Little upon her eighteenth birthday thought Miss Cubbidge, of Number
12A Prince of Wales' Square, that before another year had gone its way
she would lose the sight of that unshapely oblong that was so long her
home. And, had you told her further that within that year all trace of
that so-called square, and of the day when her father was elected by a
thumping majority to share in the guidance of the destinies of the
empire, should utterly fade from her memory, she would merely have
said in that affected voice of hers, "Go to!"
There was nothing about it in the daily Press, the policy of her
father's party had no provision for it, there was no hint of it in
conversation at evening parties to which Miss Cubbidge went: there was
nothing to warn her at all that a loathsome dragon with golden scales
that rattled as he went would have come up clean out of the prime of
romance and gone by night (so far as we know) through Hammersmith, and
come to Ardle Mansion, and then had turned to his left, which of
course brought him to Miss Cubbidge's father's house.
There sat Miss Cubbidge at evening on her balcony quite alone, waiting
for her father to be made a baronet. She was wearing walking-boots and
a hat and a lownecked evening dress; for a painter was but just now
painting her portrait and neither she nor the painter saw anything odd
in the strange combination. She did not notice the roar of the
dragon's golden scales, nor distinguish above the manifold lights of
London the small, red glare of his eyes. He suddenly lifted his head,
a blaze of gold, over the balcony; he did not appear a yellow dragon
then, for his glistening scales reflected the beauty that London puts
upon her only at evening and night. She screamed, but to no knight,
nor knew what knight to call on, nor guessed where were the dragons'
overthrowers of far, romantic days, nor what mightier game they
chased, or what wars they waged; perchance they were busy even then
arming for Armageddon.
* * * * *
Out of the balcony of her father's house in Prince of Wales' Square,
the painted dark-green balcony that grew blacker every year, the
dragon lifted Miss Cubbidge and spread his rattling wings, and London
fell away like an old fashion. And England fell away, and the smoke of
its factories, and the round material world that goes humming round
the sun vexed and pursued by time, until there appeared the eternal
and ancient lands of Romance lying low by mystical seas.
You had not pictured Miss Cubbidge stroking the golden head of one of
the dragons of song with one hand idly, while with the other she
sometime played with pearls brought up from lonely places of the sea.

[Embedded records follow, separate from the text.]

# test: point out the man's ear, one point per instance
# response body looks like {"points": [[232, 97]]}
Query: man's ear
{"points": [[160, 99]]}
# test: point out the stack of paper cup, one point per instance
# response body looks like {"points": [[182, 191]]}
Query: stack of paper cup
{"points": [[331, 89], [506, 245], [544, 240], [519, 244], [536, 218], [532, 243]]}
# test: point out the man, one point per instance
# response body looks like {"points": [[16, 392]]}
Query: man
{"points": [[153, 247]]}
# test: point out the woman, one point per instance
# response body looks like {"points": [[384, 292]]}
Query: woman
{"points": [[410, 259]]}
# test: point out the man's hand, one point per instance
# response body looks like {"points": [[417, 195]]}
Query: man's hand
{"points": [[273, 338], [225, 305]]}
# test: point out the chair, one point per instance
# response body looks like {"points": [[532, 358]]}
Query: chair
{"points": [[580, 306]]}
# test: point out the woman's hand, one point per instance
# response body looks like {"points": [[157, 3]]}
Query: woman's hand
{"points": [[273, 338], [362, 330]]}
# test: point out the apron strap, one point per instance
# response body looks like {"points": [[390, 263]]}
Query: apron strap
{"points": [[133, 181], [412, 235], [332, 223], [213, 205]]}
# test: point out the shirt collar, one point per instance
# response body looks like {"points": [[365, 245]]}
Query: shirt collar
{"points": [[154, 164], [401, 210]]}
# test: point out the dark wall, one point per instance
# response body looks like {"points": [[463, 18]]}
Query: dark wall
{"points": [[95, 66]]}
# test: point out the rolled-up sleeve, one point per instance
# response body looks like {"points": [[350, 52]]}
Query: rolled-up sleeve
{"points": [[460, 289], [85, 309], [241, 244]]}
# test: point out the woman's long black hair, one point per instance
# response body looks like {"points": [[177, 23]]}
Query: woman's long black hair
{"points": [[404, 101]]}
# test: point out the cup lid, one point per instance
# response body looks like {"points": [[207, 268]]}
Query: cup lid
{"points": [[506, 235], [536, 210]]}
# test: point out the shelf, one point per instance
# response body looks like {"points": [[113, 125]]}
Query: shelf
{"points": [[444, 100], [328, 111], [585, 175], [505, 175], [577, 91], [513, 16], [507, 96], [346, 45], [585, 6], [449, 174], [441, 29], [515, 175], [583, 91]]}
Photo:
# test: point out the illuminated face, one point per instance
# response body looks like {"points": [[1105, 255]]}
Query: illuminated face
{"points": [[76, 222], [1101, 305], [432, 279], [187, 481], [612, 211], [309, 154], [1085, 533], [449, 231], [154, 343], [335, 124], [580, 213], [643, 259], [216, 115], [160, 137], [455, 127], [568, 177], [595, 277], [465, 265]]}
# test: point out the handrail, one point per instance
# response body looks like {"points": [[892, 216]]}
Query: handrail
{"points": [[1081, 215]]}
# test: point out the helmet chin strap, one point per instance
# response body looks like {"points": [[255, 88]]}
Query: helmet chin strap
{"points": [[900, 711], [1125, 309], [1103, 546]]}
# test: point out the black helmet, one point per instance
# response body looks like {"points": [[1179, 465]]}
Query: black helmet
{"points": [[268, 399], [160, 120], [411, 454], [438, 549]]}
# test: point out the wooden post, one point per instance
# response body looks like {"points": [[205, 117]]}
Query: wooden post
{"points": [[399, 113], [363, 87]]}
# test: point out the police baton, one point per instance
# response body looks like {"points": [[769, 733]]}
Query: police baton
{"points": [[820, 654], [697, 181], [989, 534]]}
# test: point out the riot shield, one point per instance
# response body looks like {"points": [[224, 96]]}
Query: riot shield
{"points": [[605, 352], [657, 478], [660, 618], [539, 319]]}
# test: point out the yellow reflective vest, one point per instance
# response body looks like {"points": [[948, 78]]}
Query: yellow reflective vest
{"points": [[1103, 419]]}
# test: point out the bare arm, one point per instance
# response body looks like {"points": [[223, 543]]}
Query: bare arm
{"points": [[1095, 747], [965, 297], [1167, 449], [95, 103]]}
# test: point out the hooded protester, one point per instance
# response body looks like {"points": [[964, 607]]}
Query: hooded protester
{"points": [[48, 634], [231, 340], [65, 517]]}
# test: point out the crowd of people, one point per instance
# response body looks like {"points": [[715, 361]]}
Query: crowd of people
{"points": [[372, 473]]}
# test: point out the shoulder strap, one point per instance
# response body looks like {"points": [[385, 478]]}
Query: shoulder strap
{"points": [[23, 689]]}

They filled huge haliotis shells with pearls and laid them there
beside her, they brought her emeralds which she set to flash among the
tresses of her long black hair, they brought her threaded sapphires
for her cloak: all this the princes of fable did and the elves and the
gnomes of myth. And partly she still lived, and partly she was one
with long-ago and with those sacred tales that nurses tell, when all
their children are good, and evening has come, and the fire is burning
well, and the soft pat-pat of the snowflakes on the pane is like the
furtive tread of fearful things in old, enchanted woods. If at first
she missed those dainty novelties among which she was reared, the old,
sufficient song of the mystical sea singing of faery lore at first
soothed and at last consoled her. Even, she forgot those
advertisements of pills that are so dear to England; even, she forgot
political cant and the things that one discusses and the things that
one does not, and had perforce to contend herself with seeing sailing
by huge golden-laden galleons with treasure for Madrid, and the merry
skull-and-cross-bones of the pirateers, and the tiny nautilus setting
out to sea, and ships of heroes trafficking in romance or of princes
seeking for enchanted isles.
It was not by chains that the dragon kept her there, but by one of the
spells of old. To one to whom the facilities of the daily Press had
for so long been accorded spells would have palled--you would have
said--and galleons after a time and all things out-of-date. After a
time. But whether the centuries passed her or whether the years or
whether no time at all, she did not know. If any thing indicated the
passing of time it was the rhythm of elfin horns blowing upon the
heights. If the centuries went by her the spell that bound her gave
her also perennial youth, and kept alight for ever the lantern by her
side, and saved from decay the marble palace facing the mystical sea.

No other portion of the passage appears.